I am trying to analyze some single embryo RNA-seq data. We use the Smart-seq3 protocol at our NGS facility and I have received the index demultiplexed files from our facility. I would like to deduplicate reads using the UMI sequences. From what I understand this is what a read from the 5' end of the transcripts look like:
If I understand correctly (from this), read 1 primer sits on the bottom strand at the s5-ME sequence and extends. So read 1's 5' end contains the 5'fragment tag - UMI - cDNA - ME - s7 sequences (in that order). I can specify --bc-pattern=CCCCCCCCCCCNNNNNNNN to extract the fragment tag (11bp) as the cell barcode and the 8bp UMI separately from the 5' of read 1 for next step of deduplication. Now, my confusion is with read 2. Read 2 primer sits on the top strand at s7-ME sequences and extends till ME-s5. Therefore, it looks like cDNA - UMI - 5'fragment tag - ME - s5.

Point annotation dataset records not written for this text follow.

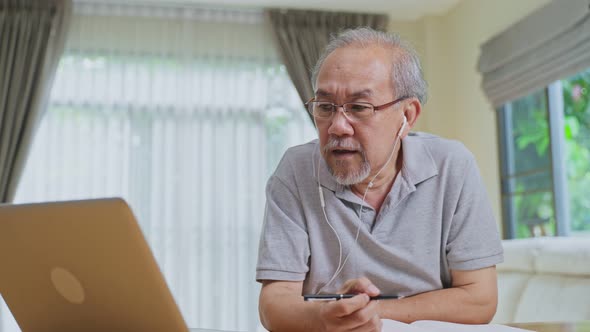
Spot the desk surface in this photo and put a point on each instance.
(555, 327)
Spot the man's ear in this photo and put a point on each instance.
(412, 109)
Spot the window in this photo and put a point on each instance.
(545, 149)
(184, 113)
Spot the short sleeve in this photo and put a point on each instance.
(283, 251)
(473, 242)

My question is will UMI-tools (paired-end mode) be able to remove the detect and extract UMI sequences from the 3' end of read 2? Or do I need to specify --bc-pattern2 using regex and specify that read 2 has 3' end UMIs? If so, could what would be the regex pattern (I am still learning regex and not great at it).
For completeness of info, I have already trimmed my demultiplexed reads (using trimgalore default) so there are no adapter sequences on 3' ends of both reads. So, read 1 looks like : 5'fragment tag - UMI - cDNA and read 2 : cDNA - UMI - 5'fragment tag.

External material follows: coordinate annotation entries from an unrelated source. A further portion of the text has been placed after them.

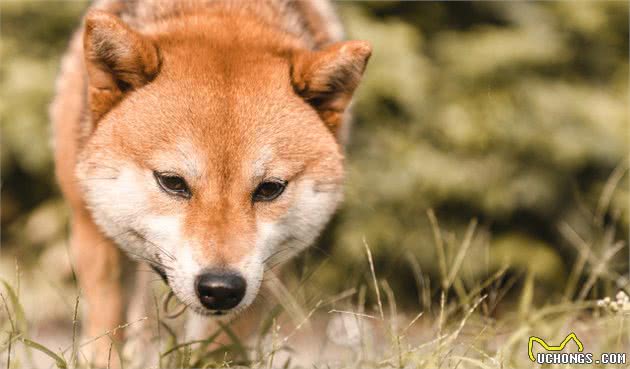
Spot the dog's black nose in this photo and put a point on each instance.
(220, 290)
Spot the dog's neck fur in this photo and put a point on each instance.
(313, 22)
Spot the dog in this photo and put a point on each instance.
(202, 138)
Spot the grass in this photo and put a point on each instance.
(480, 324)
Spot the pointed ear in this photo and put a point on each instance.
(117, 59)
(327, 79)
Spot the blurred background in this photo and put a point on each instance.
(508, 120)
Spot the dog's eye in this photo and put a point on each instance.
(269, 190)
(173, 184)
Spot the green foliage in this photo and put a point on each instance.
(513, 113)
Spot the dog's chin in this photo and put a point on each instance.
(220, 315)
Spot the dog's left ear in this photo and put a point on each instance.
(326, 79)
(117, 58)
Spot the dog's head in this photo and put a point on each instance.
(214, 150)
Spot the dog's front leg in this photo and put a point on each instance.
(99, 268)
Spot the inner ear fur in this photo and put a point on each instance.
(117, 59)
(326, 79)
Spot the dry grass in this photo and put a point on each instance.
(472, 326)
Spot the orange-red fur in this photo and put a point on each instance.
(207, 88)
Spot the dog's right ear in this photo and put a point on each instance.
(117, 58)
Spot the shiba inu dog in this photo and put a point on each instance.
(203, 138)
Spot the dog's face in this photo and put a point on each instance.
(213, 158)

Okay, so from what I get, both the read 1 and read 2 of a pair get the UMI barcode extracted from read 1? I did a quick grep search and you're right, majority of read 1 contains the 5' fragment tag but little of read 2 contains the 5' fragment tag. I don't think I will trim read 2 because, well, I'm unsure if it will make a big difference to my alignment output. Thanks so much for the clarification!